Auch die Immobilien des Alpenvereins verursachen viel CO2. Größter Einzelverursacher ist das vereinseigene Haldenseehaus im Tannheimer Tal, das mit seiner Ölheizung etwa 30 Tonnen des klimaschädlichen Gases produziert – und damit ein Fünftel des Gesamtausstoßes der DAV-Sektion. Deshalb wurden dort die Heizung optimiert und die Temperaturen angepasst. Jetzt wird ein langfristiges Sanierungskonzept erarbeitet.
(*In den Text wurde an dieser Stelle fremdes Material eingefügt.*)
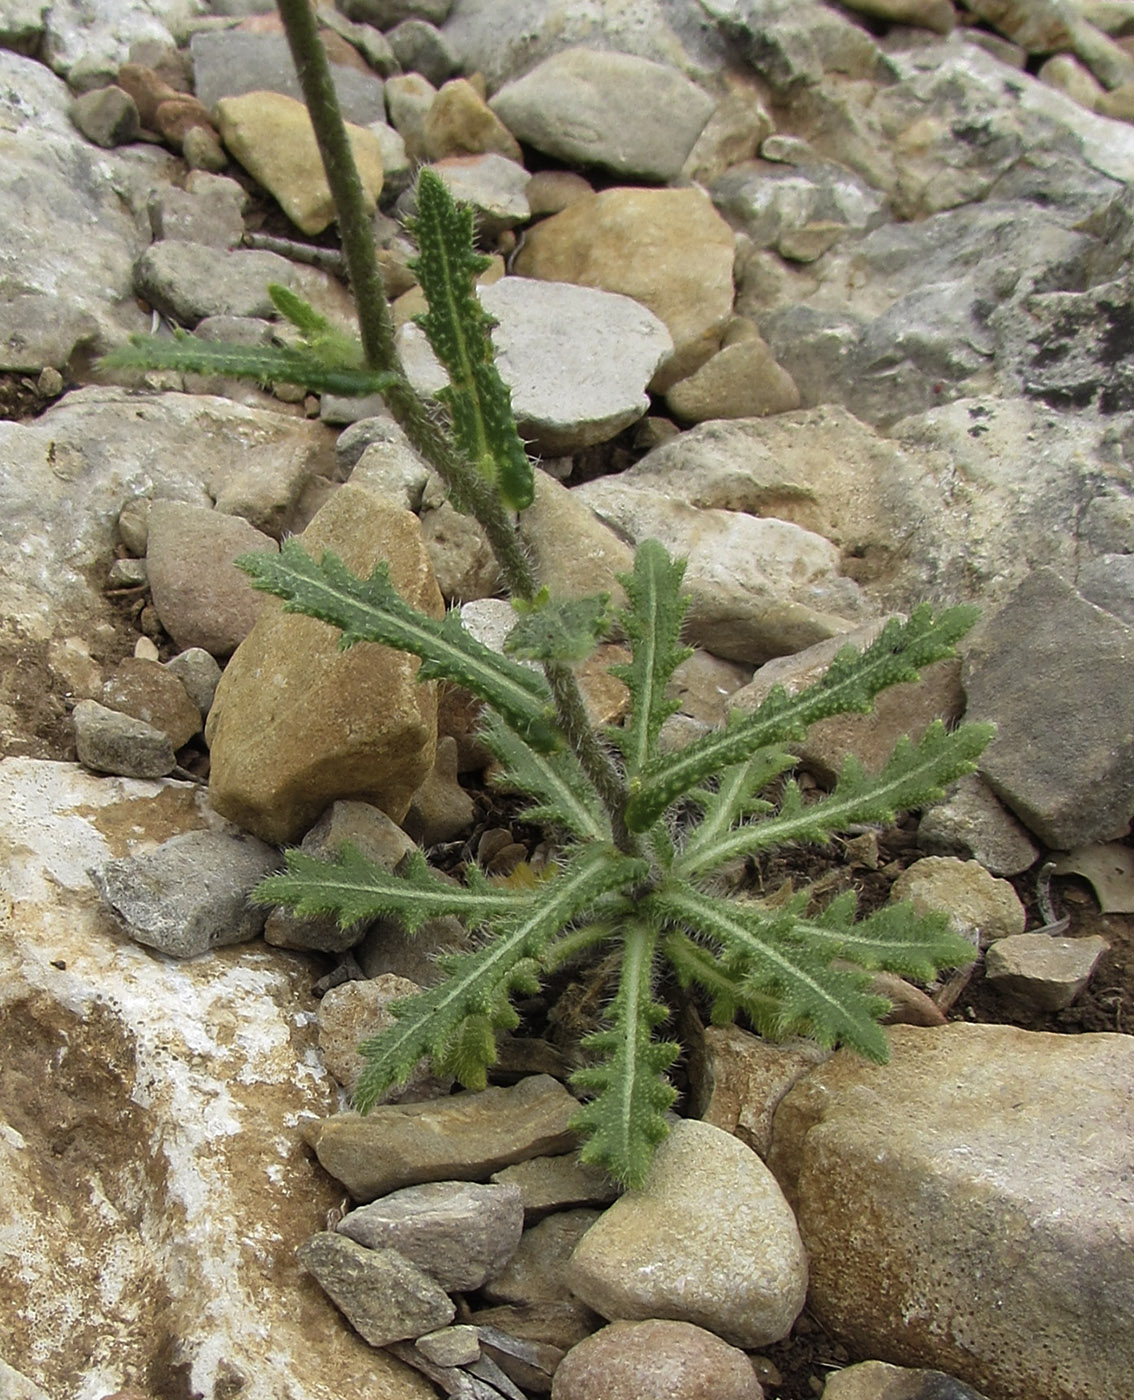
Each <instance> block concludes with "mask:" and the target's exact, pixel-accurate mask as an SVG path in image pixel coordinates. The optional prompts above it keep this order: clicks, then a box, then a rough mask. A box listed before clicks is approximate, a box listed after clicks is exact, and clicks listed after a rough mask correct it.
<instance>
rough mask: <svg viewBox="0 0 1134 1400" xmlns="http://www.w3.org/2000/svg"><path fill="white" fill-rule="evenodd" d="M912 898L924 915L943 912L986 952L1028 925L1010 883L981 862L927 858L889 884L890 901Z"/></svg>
mask: <svg viewBox="0 0 1134 1400" xmlns="http://www.w3.org/2000/svg"><path fill="white" fill-rule="evenodd" d="M903 899H909V900H910V903H911V904H913V906H914V909H916V910H917V911H918V913H920V914H927V913H931V911H937V910H944V913H946V914H948V916H949V920H951V923H952V925H953V928H956V931H958V932H959V934H960V935H962V937H965V938H969V939H970V941H972V942H973V944H974V945H977V944H979V946H981V948H987V945H988V944H990V942H993V941H994V939H997V938H1008V937H1011V935H1012V934H1022V932H1023V925H1025V924H1026V921H1028V914H1026V913H1025V909H1023V904H1021V902H1019V896H1018V895H1016V892H1015V890H1014V889H1012V886H1011V885H1009V883H1008V881H1007V879H994V876H991V875H990V874H988V871H987V869H984V867H983V865H981V864H980V862H979V861H959V860H956V858H955V857H952V855H925V857H924V858H923V860H920V861H914V864H913V865H910V867H909V868H907V869H904V871H903V872H902V874H900V875H899V876H897V879H896V881H895V882H893V885H892V886H890V900H892V902H893V903H896V902H897V900H903Z"/></svg>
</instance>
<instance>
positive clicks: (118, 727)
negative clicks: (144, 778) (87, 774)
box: [71, 700, 178, 778]
mask: <svg viewBox="0 0 1134 1400" xmlns="http://www.w3.org/2000/svg"><path fill="white" fill-rule="evenodd" d="M71 720H73V721H74V746H76V753H77V755H78V762H80V763H81V764H83V766H84V767H87V769H94V771H95V773H116V774H118V776H119V777H126V778H162V777H165V776H167V773H172V771H174V769H175V767H176V762H178V760H176V757H175V755H174V745H172V743H171V741H169V735H168V734H165V732H164V731H162V729H158V728H155V727H154V725H153V724H147V722H146V721H144V720H136V718H133V715H129V714H122V713H120V711H119V710H111V708H108V707H106V706H102V704H99V703H98V701H97V700H80V701H78V704H77V706H76V707H74V710H73V711H71Z"/></svg>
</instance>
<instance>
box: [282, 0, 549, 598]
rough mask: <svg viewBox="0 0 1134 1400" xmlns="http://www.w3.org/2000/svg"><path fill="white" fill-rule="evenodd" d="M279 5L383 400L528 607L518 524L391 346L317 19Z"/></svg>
mask: <svg viewBox="0 0 1134 1400" xmlns="http://www.w3.org/2000/svg"><path fill="white" fill-rule="evenodd" d="M277 3H279V10H280V18H281V20H283V25H284V29H286V32H287V42H288V46H290V49H291V56H293V59H294V62H295V71H297V73H298V76H300V87H301V88H302V94H304V101H305V102H307V109H308V112H309V113H311V125H312V126H314V129H315V140H316V141H318V146H319V154H321V155H322V160H323V169H325V171H326V179H328V185H329V186H330V193H332V197H333V200H335V209H336V213H337V218H339V235H340V238H342V244H343V256H344V258H346V265H347V272H349V276H350V287H351V291H353V293H354V304H356V307H357V311H358V330H360V335H361V337H363V349H364V351H365V358H367V364H368V365H370V368H372V370H379V371H385V372H392V374H396V375H398V382H396V384H393V385H391V386H389V388H388V389H385V391H384V393H382V398H384V400H385V403H386V407H388V409H389V410H391V413H392V414H393V417H395V420H396V423H398V426H399V427H400V428H402V431H403V433H405V434H406V437H407V438H409V441H410V444H412V445H413V448H414V449H416V451H417V452H419V454H420V455H421V456H423V458H424V459H426V462H427V463H428V465H430V466H431V468H433V469H434V470H435V472H437V475H438V476H440V477H441V480H442V482H444V483H445V486H448V489H449V491H451V493H452V494H454V496H455V497H456V498H458V500H461V501H463V503H465V504H466V505H468V508H469V510H470V511H472V514H473V515H475V517H476V519H477V521H480V524H482V525H483V528H484V533H486V535H487V536H489V543H490V546H491V549H493V553H494V554H496V559H497V563H498V564H500V568H501V571H503V574H504V577H505V580H507V582H508V588H510V589H511V592H512V594H514V596H518V598H525V599H529V598H531V596H532V595H533V592H535V575H533V574H532V567H531V564H529V561H528V556H526V554H525V553H524V549H522V546H521V543H519V539H518V536H517V531H515V526H514V524H512V521H511V519H510V517H508V514H507V512H505V510H504V507H503V505H501V503H500V500H498V497H497V494H496V491H494V489H493V487H491V484H490V483H489V482H486V480H484V477H483V476H480V473H479V472H477V470H476V469H475V468H473V466H472V465H470V463H469V462H465V461H463V459H462V458H461V456H459V455H458V454H456V452H454V449H452V445H451V444H449V442H448V440H447V438H445V435H444V433H442V431H441V430H440V427H438V426H437V423H435V421H434V420H433V419H431V417H430V413H428V409H427V406H426V405H424V403H423V402H421V399H420V398H419V395H417V393H416V392H414V391H413V388H412V386H410V384H409V381H407V379H406V372H405V368H403V365H402V361H400V357H399V354H398V350H396V347H395V343H393V318H392V316H391V311H389V302H388V301H386V294H385V288H384V286H382V274H381V270H379V267H378V259H377V256H375V251H374V232H372V228H371V220H370V216H368V213H367V207H365V200H364V196H363V183H361V181H360V179H358V171H357V167H356V164H354V155H353V154H351V150H350V141H349V139H347V132H346V126H344V125H343V115H342V111H340V109H339V98H337V95H336V92H335V83H333V81H332V77H330V64H329V63H328V59H326V53H325V52H323V46H322V42H321V39H319V31H318V22H316V20H315V13H314V10H312V7H311V4H309V3H308V0H277Z"/></svg>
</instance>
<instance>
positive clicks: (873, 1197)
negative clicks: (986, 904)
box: [769, 1022, 1134, 1400]
mask: <svg viewBox="0 0 1134 1400" xmlns="http://www.w3.org/2000/svg"><path fill="white" fill-rule="evenodd" d="M888 1037H889V1043H890V1060H889V1064H885V1065H876V1064H869V1063H867V1061H865V1060H861V1058H860V1057H858V1056H855V1054H851V1053H850V1051H846V1050H840V1051H839V1054H836V1056H834V1057H833V1058H832V1060H829V1061H827V1063H826V1064H825V1065H820V1067H819V1068H818V1070H815V1071H813V1072H812V1074H809V1075H808V1077H806V1078H805V1079H802V1081H801V1082H799V1084H798V1085H797V1086H795V1088H794V1089H792V1091H791V1093H790V1095H788V1096H787V1098H785V1099H784V1102H783V1103H781V1105H780V1109H778V1110H777V1114H776V1126H774V1138H773V1149H771V1155H770V1158H769V1161H770V1165H771V1168H773V1170H774V1172H776V1175H777V1176H778V1179H780V1182H781V1184H783V1186H784V1189H785V1191H787V1194H788V1198H790V1200H792V1201H795V1203H797V1214H798V1219H799V1232H801V1235H802V1238H804V1243H805V1245H806V1247H808V1256H809V1259H811V1291H809V1294H808V1306H809V1308H811V1309H812V1310H813V1312H815V1315H816V1317H818V1319H819V1320H820V1322H822V1323H823V1326H826V1327H829V1329H832V1330H833V1331H834V1333H837V1334H839V1336H840V1337H843V1338H844V1341H846V1343H847V1344H848V1345H850V1347H853V1350H854V1352H855V1354H858V1355H867V1357H879V1355H882V1357H889V1358H890V1359H892V1361H893V1362H899V1364H904V1365H913V1366H934V1368H938V1369H941V1371H944V1372H946V1373H949V1375H953V1376H956V1378H958V1379H960V1380H965V1382H967V1383H969V1385H970V1386H973V1387H974V1389H977V1390H980V1392H981V1393H983V1394H988V1396H1005V1397H1016V1396H1019V1397H1026V1396H1044V1397H1050V1400H1056V1397H1058V1400H1072V1397H1081V1396H1082V1397H1085V1396H1123V1394H1126V1393H1127V1390H1128V1382H1130V1375H1131V1369H1134V1329H1131V1327H1130V1317H1131V1312H1134V1252H1131V1249H1130V1240H1131V1239H1134V1197H1131V1190H1130V1141H1131V1135H1134V1096H1133V1095H1131V1092H1130V1085H1131V1082H1134V1037H1130V1036H1124V1035H1081V1036H1064V1035H1047V1033H1040V1032H1029V1030H1019V1029H1016V1028H1015V1026H986V1025H966V1023H963V1022H956V1023H952V1025H948V1026H941V1028H935V1029H921V1028H914V1026H893V1028H892V1029H890V1030H889V1033H888Z"/></svg>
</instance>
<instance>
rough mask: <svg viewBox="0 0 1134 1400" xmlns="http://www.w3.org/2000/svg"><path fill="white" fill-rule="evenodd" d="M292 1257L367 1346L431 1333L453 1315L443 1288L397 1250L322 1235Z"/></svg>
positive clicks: (307, 1241)
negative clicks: (402, 1256)
mask: <svg viewBox="0 0 1134 1400" xmlns="http://www.w3.org/2000/svg"><path fill="white" fill-rule="evenodd" d="M297 1256H298V1260H300V1263H301V1264H302V1267H304V1268H305V1270H307V1271H308V1273H309V1274H311V1275H312V1277H314V1278H315V1280H316V1281H318V1284H319V1287H321V1288H322V1289H323V1292H325V1294H328V1296H329V1298H330V1299H332V1302H333V1303H335V1306H336V1308H337V1309H339V1310H340V1312H342V1313H343V1316H344V1317H346V1319H347V1322H349V1323H350V1324H351V1327H354V1330H356V1331H357V1333H358V1336H360V1337H363V1338H364V1340H365V1341H368V1343H370V1344H371V1347H385V1345H388V1344H389V1343H391V1341H403V1340H406V1338H409V1337H417V1336H420V1334H421V1333H423V1331H434V1330H435V1329H437V1327H444V1326H445V1324H447V1323H449V1322H452V1319H454V1317H455V1316H456V1308H455V1305H454V1302H452V1299H451V1298H449V1296H448V1294H447V1292H445V1291H444V1288H441V1287H440V1284H435V1282H434V1281H433V1280H431V1278H430V1277H428V1274H424V1273H423V1271H421V1270H420V1268H417V1266H416V1264H412V1263H410V1261H409V1260H407V1259H403V1257H402V1256H400V1254H399V1253H398V1250H396V1249H367V1247H365V1246H364V1245H356V1242H354V1240H353V1239H346V1236H343V1235H335V1233H332V1232H329V1231H323V1232H322V1233H319V1235H312V1236H311V1239H308V1240H307V1242H305V1243H302V1245H300V1247H298V1250H297Z"/></svg>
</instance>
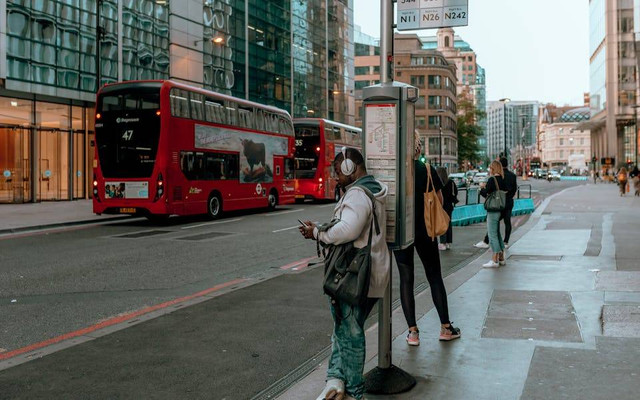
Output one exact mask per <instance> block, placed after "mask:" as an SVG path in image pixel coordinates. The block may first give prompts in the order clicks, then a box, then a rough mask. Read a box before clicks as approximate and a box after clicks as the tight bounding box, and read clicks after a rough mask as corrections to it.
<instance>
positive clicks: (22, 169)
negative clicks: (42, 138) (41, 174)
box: [0, 126, 31, 203]
mask: <svg viewBox="0 0 640 400" xmlns="http://www.w3.org/2000/svg"><path fill="white" fill-rule="evenodd" d="M30 149H31V146H30V130H29V129H25V128H22V127H11V126H0V203H25V202H29V201H31V185H30V177H31V171H30V170H31V167H30V166H31V160H30V159H29V154H30Z"/></svg>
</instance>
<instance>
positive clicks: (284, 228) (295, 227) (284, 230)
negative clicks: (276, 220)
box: [271, 225, 300, 233]
mask: <svg viewBox="0 0 640 400" xmlns="http://www.w3.org/2000/svg"><path fill="white" fill-rule="evenodd" d="M299 226H300V225H296V226H292V227H291V228H284V229H278V230H275V231H271V233H278V232H284V231H290V230H291V229H296V228H297V227H299Z"/></svg>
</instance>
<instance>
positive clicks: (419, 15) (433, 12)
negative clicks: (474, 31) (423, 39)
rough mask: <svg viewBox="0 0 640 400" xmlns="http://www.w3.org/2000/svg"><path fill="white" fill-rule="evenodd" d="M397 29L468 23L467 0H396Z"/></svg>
mask: <svg viewBox="0 0 640 400" xmlns="http://www.w3.org/2000/svg"><path fill="white" fill-rule="evenodd" d="M397 4H398V12H397V20H396V25H397V28H398V30H399V31H413V30H416V29H433V28H448V27H453V26H467V25H469V0H398V3H397Z"/></svg>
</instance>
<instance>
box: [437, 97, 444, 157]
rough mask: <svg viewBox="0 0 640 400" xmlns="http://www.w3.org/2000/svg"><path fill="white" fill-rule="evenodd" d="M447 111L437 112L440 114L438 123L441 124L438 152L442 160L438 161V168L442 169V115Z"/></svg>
mask: <svg viewBox="0 0 640 400" xmlns="http://www.w3.org/2000/svg"><path fill="white" fill-rule="evenodd" d="M445 111H446V110H443V109H439V110H437V111H436V112H437V113H438V114H439V115H438V121H439V122H440V135H439V141H438V143H439V144H438V150H440V158H439V159H438V166H439V167H442V114H443V113H444V112H445Z"/></svg>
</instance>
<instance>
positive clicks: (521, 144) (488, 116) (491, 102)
mask: <svg viewBox="0 0 640 400" xmlns="http://www.w3.org/2000/svg"><path fill="white" fill-rule="evenodd" d="M538 108H539V105H538V102H536V101H490V102H488V104H487V133H486V138H487V156H488V157H489V159H491V160H493V159H495V158H497V157H498V156H499V155H502V154H504V153H505V151H506V153H507V157H508V158H509V161H510V162H511V163H512V165H515V164H516V162H518V160H520V159H523V158H530V157H532V156H533V153H534V152H535V144H536V132H537V122H538Z"/></svg>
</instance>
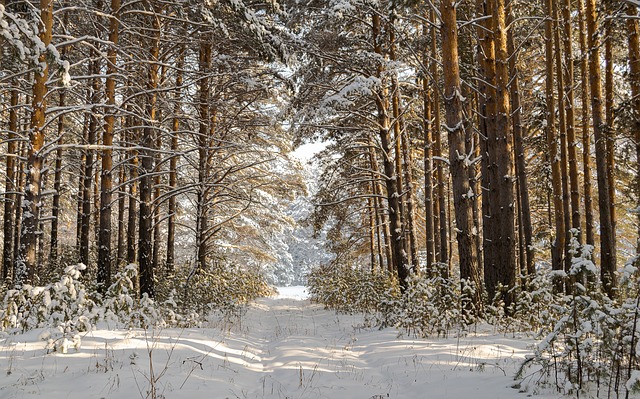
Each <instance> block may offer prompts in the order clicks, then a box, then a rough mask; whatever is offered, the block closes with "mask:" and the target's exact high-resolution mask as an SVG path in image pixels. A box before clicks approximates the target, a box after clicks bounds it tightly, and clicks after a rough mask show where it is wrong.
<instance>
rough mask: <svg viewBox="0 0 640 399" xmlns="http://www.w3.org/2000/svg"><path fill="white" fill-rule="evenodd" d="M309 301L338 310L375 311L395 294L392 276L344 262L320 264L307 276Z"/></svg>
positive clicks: (395, 285) (393, 298)
mask: <svg viewBox="0 0 640 399" xmlns="http://www.w3.org/2000/svg"><path fill="white" fill-rule="evenodd" d="M307 281H308V287H309V288H308V290H309V296H310V298H311V300H312V301H315V302H318V303H321V304H323V305H325V306H326V307H328V308H332V309H335V310H338V311H341V312H376V311H378V310H381V307H382V306H383V304H384V303H385V302H388V301H391V300H393V299H395V298H396V297H397V296H398V293H399V290H398V284H397V282H396V279H395V278H394V277H393V276H391V275H389V274H388V273H371V271H369V270H362V269H357V268H354V267H351V266H345V265H334V264H332V265H323V266H320V267H316V268H314V269H313V270H312V271H311V272H310V273H309V275H308V276H307Z"/></svg>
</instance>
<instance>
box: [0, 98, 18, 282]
mask: <svg viewBox="0 0 640 399" xmlns="http://www.w3.org/2000/svg"><path fill="white" fill-rule="evenodd" d="M18 99H19V93H18V89H15V88H14V89H12V90H11V98H10V100H9V106H10V108H9V132H8V137H7V154H6V157H7V161H6V165H5V166H6V178H5V195H4V198H3V199H4V220H3V225H2V228H3V230H2V231H3V237H4V241H3V247H2V279H3V280H5V279H7V278H8V277H9V276H10V274H11V271H12V269H13V259H14V257H15V252H14V247H13V240H12V237H13V232H14V228H15V226H14V224H15V223H14V222H15V221H16V220H17V219H16V218H14V217H15V215H14V213H15V212H16V210H17V208H16V203H17V200H18V185H17V181H16V179H17V175H18V174H17V173H16V164H17V162H16V158H17V156H18V141H17V139H18V135H17V131H18ZM15 249H16V250H17V248H15Z"/></svg>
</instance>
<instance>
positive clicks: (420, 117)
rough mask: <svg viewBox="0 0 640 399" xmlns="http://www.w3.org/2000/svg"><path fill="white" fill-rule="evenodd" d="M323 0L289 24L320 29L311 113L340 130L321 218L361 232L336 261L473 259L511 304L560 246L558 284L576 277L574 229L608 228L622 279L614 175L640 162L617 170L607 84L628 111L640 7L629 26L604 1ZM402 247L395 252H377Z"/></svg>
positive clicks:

Bau der Kletterhalle verursacht klimaschädliche Treibhausgase

Nicht sehr viel geringer ist der CO2-Ausstoß bei der Göppinger Hütte in Lech, vor allem auch wegen der Bewirtung. Andererseits ist das Gebäude mit seiner ausgeklügelten Technik und dem einzigartigen Energiekonzept beispielhaft in den Alpen, meint die DAV-Sektion selbstbewusst. Nach der Anschaffung eines mit Sonnenstrom betriebenen Heizstabs seien „alle derzeitigen Möglichkeiten der Erzeugung und des sparsamen Einsatzes von Energie umgesetzt“. Großes Thema in der Alpenverein-Sektion im Kreis Göppingen ist derzeit der Bau einer Kletterhalle mit Vereinszentrum und Geschäftsstelle an der Hohenstaufenstraße in Göppingen. Seit Spätsommer laufen die Arbeiten. Das Vier-Millionen-Euro-Projekt verursacht zunächst, wie alle Baustellen, viel klimaschädliche Treibhausgase. Lastwagen, Handwerkerautos und Baumaschinen haben Verbrennungsmotoren. Die Emissionen müssen auf die Bilanz 2023 draufgeschlagen werden. Auch dieser Verantwortung stelle sich das Klimaschutzteam, sagt Hans Steimle. Man habe versucht, den Generalunternehmer zur Bilanzierung zu bewegen. Das sei aber schwierig, gibt Steimle zu.

Andererseits hegt man im Klimaschutzteam der Sektion Hohenstaufen die Hoffnung, dass die neue Kletterhalle irgendwann auch Kohlendioxid einspart. Denn das Bouldern in der Halle vor Ort boomt gegenüber alpinen Klettertouren. Das könnte auch Wege vermeiden.

Alpenverein erhält Auszeichnung für Nachhaltigkeit

Preis
 Der Deutsche Alpenverein (DAV) ist mit dem Deutschen Nachhaltigkeitspreis 2024 in der Kategorie „Freizeitwirtschaft“ ausgezeichnet worden. Dies teilt der Zusammenschluss auf seiner Homepage mit. Ein wichtiges Kriterium bei der Entscheidung der Jury seien die Klimaschutzanstrengungen des DAV gewesen.

Übergabe
 Vor zwei Wochen wurde die Auszeichnung in Düsseldorf verliehen. Der Deutsche Nachhaltigkeitspreis zählt laut dem Deutschen Alpenverein zu den größten Auszeichnungen für ökologisches und soziales Engagement in Europa und wird jährlich vergeben. Hinter dem Preis stehen Partner wie das Bundesumweltministerium, die Deutsche Industrie- und Handelkammer und die Umweltschutzstiftung World Wide Fund for Nature (WWF).